On my laptop, every time I connect to a wireless network, the Intel software pops up a notification window telling me that I’ve connected, but it is accompanied by a loud BEEP — even though my speaker is muted and I run the “No Sounds” sound scheme.
Turns out that BEEP is a service; but a service that’s hidden from almost all user interfaces.
The easiest way to stop it (temporarily) is to open a command prompt (Click Start, Run and then type CMD and click OK or hit enter) and then type the following:
net stop beep
Easy enough. However, after a reboot, you’ll need to do it again… which is a drag, so let’s use a lesser known command, SC, to handle this for us.
From its help text:
SC is a command line program used for communicating with the
NT Service Controller and services.
In the command window, type
sc config beep start= disabled
There needs to be a space after the equals sign.
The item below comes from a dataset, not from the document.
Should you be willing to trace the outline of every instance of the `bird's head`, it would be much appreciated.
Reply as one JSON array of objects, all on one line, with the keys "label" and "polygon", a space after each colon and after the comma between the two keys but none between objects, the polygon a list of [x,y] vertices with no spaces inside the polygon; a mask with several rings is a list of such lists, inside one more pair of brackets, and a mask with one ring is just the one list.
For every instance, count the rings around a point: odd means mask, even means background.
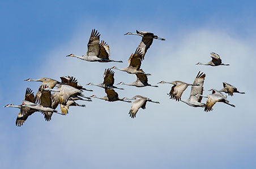
[{"label": "bird's head", "polygon": [[160,82],[158,82],[157,84],[159,84],[159,83],[165,83],[165,81],[161,81]]},{"label": "bird's head", "polygon": [[217,54],[216,53],[211,52],[211,53],[210,53],[210,54],[211,54],[211,56],[212,56],[213,57],[216,57],[217,58],[220,58],[220,56],[218,54]]},{"label": "bird's head", "polygon": [[127,32],[126,34],[124,34],[123,35],[129,35],[129,34],[131,34],[131,32]]},{"label": "bird's head", "polygon": [[75,55],[74,55],[74,54],[71,54],[70,55],[67,55],[66,56],[66,57],[74,57]]},{"label": "bird's head", "polygon": [[13,104],[7,104],[7,105],[6,105],[5,106],[4,106],[4,108],[8,108],[10,107],[11,106],[13,105]]}]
Once you do that, your computer should respond with:
[SC] ChangeServiceConfig SUCCESS
You can also do this using the GUI, but I don’t know why you would want to… it’s a chore.
For an XP system (Win2K and Vista are similarly done). Instructions gacked from Windows IT Magazine:
- Right-click My Computer and select Manage.
- Expand System Tools and select Device Manager.
- From the View menu, select Show hidden devices.
- Expand Non-Plug and Play Drivers.
- Right-click Beep, and select Properties.
- Select the Drivers tab.
- Click Stop. You can also change the start-up type to Disabled so the beep service never starts.
Enjoyyour new, quieter, life. 🙂
If you need to turn it back on, use this:
net start beep
On the off-chance you want to turn this back on forever, use the command:
sc config beep start= boot
Or using the GUI instructions, change step 7 to:
7. Click START
To have it restart forever:
7. Change the start-up type to Boot so the beep service starts at boot time.